Dancing girls and music clubs


The sound man is chewing his gum. He is sitting to the left of you. He is browsing the Internet, looking for a birthday present for his new girlfriend, or else is trying to shrug off his sleep. His control desk looks like an abandoned tomb. The sound quality is piss poor; you’re getting a feeling there are thousands of wasps playing detuned, distorted electric guitars. Ear-flogging. Then there are all these girls. The girls are ready to dance to anything, even to Mozart’s Requiem. The girls are having fun, you can’t blame them. The person sitting with you is shouting something into your ear, but he might as well be shouting filthy insults: you can’t hear him. You’re looking at the bass player; you’re afraid that if he moves to the left he might actually kick the vocalist off the stage. The vocalist who is already sitting on the cymbals, not allowing the drummer to show all he can. You think you’re going deaf, because the break-filling “Twist And Shout” by The Beatles sounds like a barely audible lullaby…

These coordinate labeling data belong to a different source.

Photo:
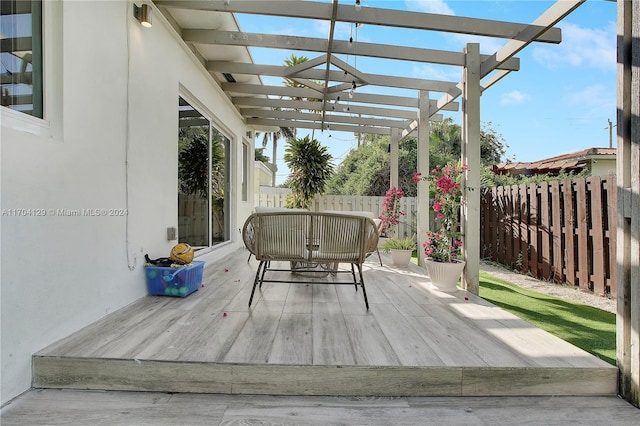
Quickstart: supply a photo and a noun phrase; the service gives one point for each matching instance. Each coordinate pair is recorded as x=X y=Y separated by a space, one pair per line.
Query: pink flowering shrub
x=444 y=245
x=391 y=212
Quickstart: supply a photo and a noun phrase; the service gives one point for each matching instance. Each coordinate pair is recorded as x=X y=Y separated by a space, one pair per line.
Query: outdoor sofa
x=311 y=243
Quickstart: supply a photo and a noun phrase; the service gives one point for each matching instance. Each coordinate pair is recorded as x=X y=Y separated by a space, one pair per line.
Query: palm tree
x=311 y=168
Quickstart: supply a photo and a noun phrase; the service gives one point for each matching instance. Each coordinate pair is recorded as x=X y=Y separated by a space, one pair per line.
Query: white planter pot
x=444 y=275
x=401 y=258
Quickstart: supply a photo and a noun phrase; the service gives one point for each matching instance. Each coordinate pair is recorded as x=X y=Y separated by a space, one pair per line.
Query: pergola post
x=394 y=148
x=470 y=155
x=628 y=178
x=424 y=131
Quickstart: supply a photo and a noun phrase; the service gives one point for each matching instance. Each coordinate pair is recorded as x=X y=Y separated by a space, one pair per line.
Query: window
x=245 y=171
x=203 y=180
x=21 y=56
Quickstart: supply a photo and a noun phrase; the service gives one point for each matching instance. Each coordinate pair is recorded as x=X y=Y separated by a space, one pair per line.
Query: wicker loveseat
x=309 y=242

It might sound weird, but in a music club you admire the bad bands. The ones who can’t write a tune and come up with a half-new riff and make you hit a dancing girl because you can’t see the whole stage. You admire them. The good ones? Not so much, because however good they are, they are still quite bad. You are all right, boys, and your covers make sense, but sorry, I don’t have time for you – see you later when you are through with your apprentice job. 

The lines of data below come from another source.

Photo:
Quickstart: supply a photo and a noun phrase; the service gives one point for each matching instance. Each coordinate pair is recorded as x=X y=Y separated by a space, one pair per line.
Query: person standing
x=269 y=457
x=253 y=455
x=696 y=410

But it’s the genuinely awful buggers who you admire. The ones who look like clueless victims of a wicked cut-and-paste game involving random copies of several music magazines. But their looks are still the last thing on your mind: in fact, the more preposterous they look, the better (total absurdity might bring some edge to the whole proceedings). So why the admiration? Well, the bassist is doing his job; the guitarist can play a muffled solo or a muffled riff as well as anyone under the circumstances; the drummer is ravishing his kit like there’s no tomorrow; the vocalist has half the microphone inside his mouth. They are clearly giving it all – I almost want to cry. They don’t have time for drugs, to say nothing about finding birthday presents for their girlfriends – they are forever stuck in their rock’n’roll basement jamming or composing or just blasting well-tested covers. I love them. Because they are no good but refuse to believe it. Because they still think some godsend manager is sitting in the darkest corner of the club looking for a band to sign. Because, as Martin Amis put it in London Fields, you never write for no one. There’s always somebody watching you: mother, God, Shakespeare, friend. 

So what are you expecting when the doors shut behind you and you enter the dim playground for those who want their music in the rawest form? A Tom Waits impersonation? A band ripping off The Zombies? Brit-pop revivalists? The fact of the matter is, it doesn’t really matter what you’re expecting. You are not going to get it anyway. There won’t be any subtlety, mercy, or clarinets ; amazingly, there won’t be any difference between Waits-worshippers and an Oasis tribute band. Music club sound is not for your ears: it’s a punch in your stomach, it’s a kick in your teeth. They’re all well-rehearsed Jackson Pollocks of modern rock, and there’s a big possibility they will all sound like fucking Evanescence. 

But music clubs are still worth it, and you’re always glad to be there. Waiting for a miracle, for a revelation, willing to take on the Devil himself. I know: they will come, they will make a brief soundcheck, they won’t say a word, they will play your new favourite song. And the sound man will choke on his gum, and his girlfriend will dump him. And those girls, what about them? Oh let them dance. I want them to keep dancing. Even to Mozart’s Requiem

After an eventful few hours in a music club, you walk home shattered, broken, wanting more – but definitely not now. Not today. Sometime in the future, maybe, when a Luke Haines will hit the stage to be cherished by all those next generations to come.